Verweile doch

von Redaktion

Das Deutsche Theatermuseum München inszeniert die Ausstellung „Faust-Welten – Goethes Drama auf der Bühne“

Von Simone Dattenberger Fotos: Oliver Bodmer

München ist im „Faust“-Fieber. Das Deutsche Theatermuseum auch. Infiziert von Roger Diederen, Chef der Kunsthalle, und dessen Schau über „Faust“ in der bildenden Kunst, zeigt man in den Räumlichkeiten an den Hofgartenarkaden die Ausstellung „Faust-Welten – Goethes Drama auf der Bühne“. Beide Teile des Stücks von Johann Wolfgang von Goethe (1749-1832) wollen Welttheater sein. Und so müssen sich Regisseure und Bühnenbildner nicht nur mit Stuben und Gassen befassen, sondern sich auch mit Kathedralen, Walpurgisnacht-Landschaften in deutscher und griechischer Version, mit Kerkern und Palästen herumschlagen. Der Dichterfürst hat seiner Fantasie genauso freien Lauf gelassen wie als Dichterlehrling. Und die Theatermacher kämpfen bis heute damit. Dass es daneben, gerade in „Faust II“, zahllose Rollen gibt, ist dann auch schon egal bei all dieser Überforderung.

Genau die haben die Kuratorinnen und das Gestaltungsteam aufgegriffen, um die Besucher zu empfangen: mit einer die Sinne verwirrenden Installation.

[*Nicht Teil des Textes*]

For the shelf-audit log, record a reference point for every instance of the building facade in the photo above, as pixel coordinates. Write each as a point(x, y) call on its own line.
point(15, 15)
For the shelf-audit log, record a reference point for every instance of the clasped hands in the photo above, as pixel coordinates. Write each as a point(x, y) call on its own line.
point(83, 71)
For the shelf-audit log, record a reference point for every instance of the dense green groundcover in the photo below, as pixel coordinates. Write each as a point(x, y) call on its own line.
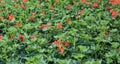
point(59, 31)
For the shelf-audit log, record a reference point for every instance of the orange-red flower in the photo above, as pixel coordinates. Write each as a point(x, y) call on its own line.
point(59, 25)
point(10, 17)
point(1, 37)
point(95, 5)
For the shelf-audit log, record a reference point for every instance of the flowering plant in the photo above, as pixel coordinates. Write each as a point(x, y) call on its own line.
point(60, 31)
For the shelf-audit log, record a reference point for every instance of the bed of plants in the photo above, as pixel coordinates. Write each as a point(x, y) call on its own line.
point(59, 31)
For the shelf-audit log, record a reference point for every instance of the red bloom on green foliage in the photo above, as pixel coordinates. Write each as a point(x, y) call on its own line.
point(114, 2)
point(68, 7)
point(59, 25)
point(21, 37)
point(1, 37)
point(32, 37)
point(61, 49)
point(17, 24)
point(114, 13)
point(89, 3)
point(106, 32)
point(16, 5)
point(83, 1)
point(10, 17)
point(22, 6)
point(51, 6)
point(1, 18)
point(43, 26)
point(66, 44)
point(11, 36)
point(31, 18)
point(95, 5)
point(25, 0)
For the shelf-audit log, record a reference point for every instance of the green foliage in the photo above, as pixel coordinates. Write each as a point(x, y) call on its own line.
point(92, 33)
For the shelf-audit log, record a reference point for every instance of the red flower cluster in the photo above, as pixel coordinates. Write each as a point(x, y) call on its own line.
point(21, 37)
point(1, 18)
point(83, 1)
point(25, 0)
point(51, 6)
point(1, 37)
point(17, 24)
point(95, 5)
point(114, 2)
point(114, 13)
point(59, 25)
point(43, 26)
point(22, 6)
point(32, 37)
point(60, 45)
point(10, 17)
point(31, 18)
point(11, 36)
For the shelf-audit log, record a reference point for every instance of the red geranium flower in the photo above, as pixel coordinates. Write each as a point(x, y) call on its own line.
point(95, 5)
point(83, 1)
point(68, 7)
point(114, 14)
point(21, 37)
point(66, 44)
point(61, 49)
point(10, 17)
point(11, 36)
point(16, 5)
point(25, 0)
point(31, 18)
point(114, 2)
point(38, 5)
point(17, 24)
point(43, 12)
point(68, 20)
point(1, 37)
point(1, 18)
point(89, 3)
point(43, 26)
point(32, 37)
point(51, 6)
point(22, 6)
point(59, 25)
point(74, 2)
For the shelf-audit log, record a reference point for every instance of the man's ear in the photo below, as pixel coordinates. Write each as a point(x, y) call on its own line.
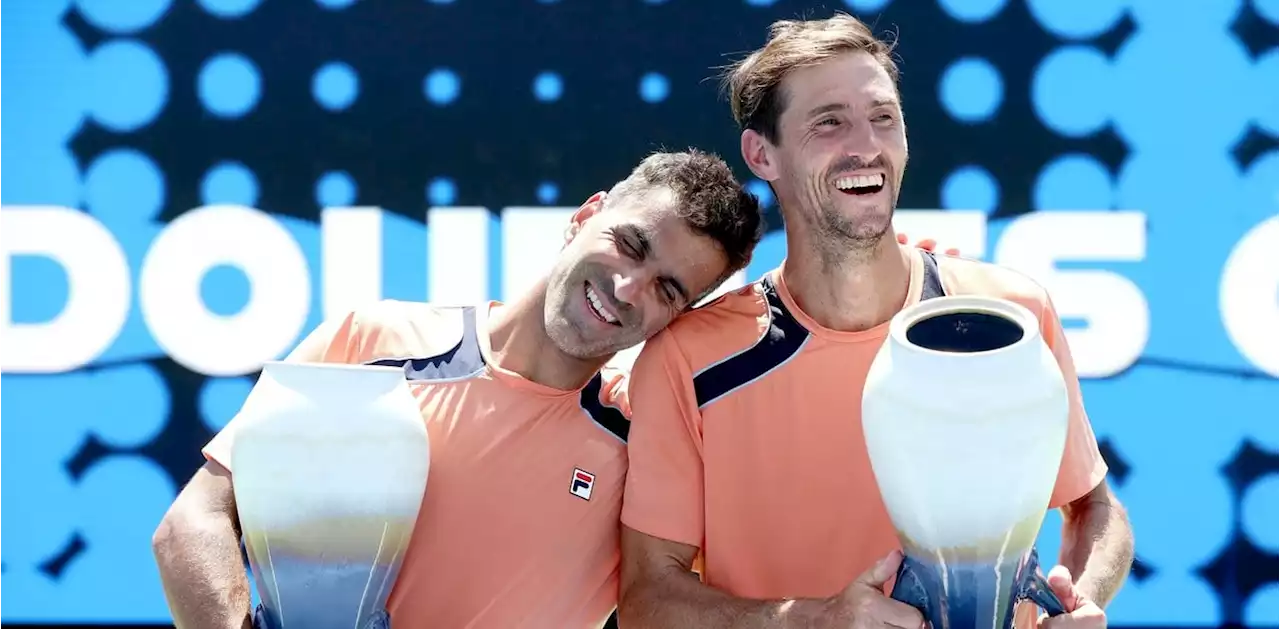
point(589, 208)
point(758, 154)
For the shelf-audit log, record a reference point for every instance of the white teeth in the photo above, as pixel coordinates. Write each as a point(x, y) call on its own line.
point(598, 306)
point(862, 181)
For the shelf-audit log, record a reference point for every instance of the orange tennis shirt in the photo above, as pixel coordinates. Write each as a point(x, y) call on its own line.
point(520, 522)
point(746, 434)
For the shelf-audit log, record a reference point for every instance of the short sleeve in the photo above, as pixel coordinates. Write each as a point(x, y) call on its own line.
point(333, 341)
point(664, 481)
point(1083, 466)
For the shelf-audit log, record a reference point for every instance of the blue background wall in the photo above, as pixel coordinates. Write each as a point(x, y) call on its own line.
point(1124, 153)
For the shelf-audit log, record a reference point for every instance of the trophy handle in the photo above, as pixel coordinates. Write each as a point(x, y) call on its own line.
point(909, 588)
point(380, 620)
point(1036, 588)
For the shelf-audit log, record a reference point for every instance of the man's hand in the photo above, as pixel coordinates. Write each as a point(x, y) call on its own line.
point(863, 604)
point(1080, 612)
point(928, 245)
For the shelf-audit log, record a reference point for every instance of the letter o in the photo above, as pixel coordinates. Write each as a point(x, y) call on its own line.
point(176, 313)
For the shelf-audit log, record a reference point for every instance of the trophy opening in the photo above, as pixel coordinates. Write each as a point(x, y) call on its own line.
point(964, 332)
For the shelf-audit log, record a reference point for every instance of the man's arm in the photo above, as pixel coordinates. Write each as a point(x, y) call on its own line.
point(1097, 539)
point(659, 591)
point(197, 550)
point(1097, 543)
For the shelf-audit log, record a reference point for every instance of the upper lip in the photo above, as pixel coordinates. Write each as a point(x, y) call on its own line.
point(606, 301)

Man geht in einen schwarzen Schacht, über dessen Wände in Rot unaufhörlich die Verse der Tragödie dahinlaufen und einem den Boden unter den Füßen wegziehen wollen. Halt geben nur die Informationen. Auf Leucht-Stellwände projiziert sieht man zum Beispiel die Strichfassungen all der Inszenierungen von Max Reinhardt bis Peter Stein, aber auch das Soufflierbuch der Uraufführung am 19. Januar 1829 am Braunschweiger Hoftheater. Erst zu Goethes Geburtstag am 28. August konnte man das Werk in Weimar sehen. Groß erscheinen außerdem im Schacht die Hauptfiguren Faust, Margarete und Mephistopheles. Im Reigen der Fotos tanzen die Stile in Kostüm und Maske, in Personentypisierung durch die Regie sowie in der Charakterprägung durch den Schauspieler an uns vorbei.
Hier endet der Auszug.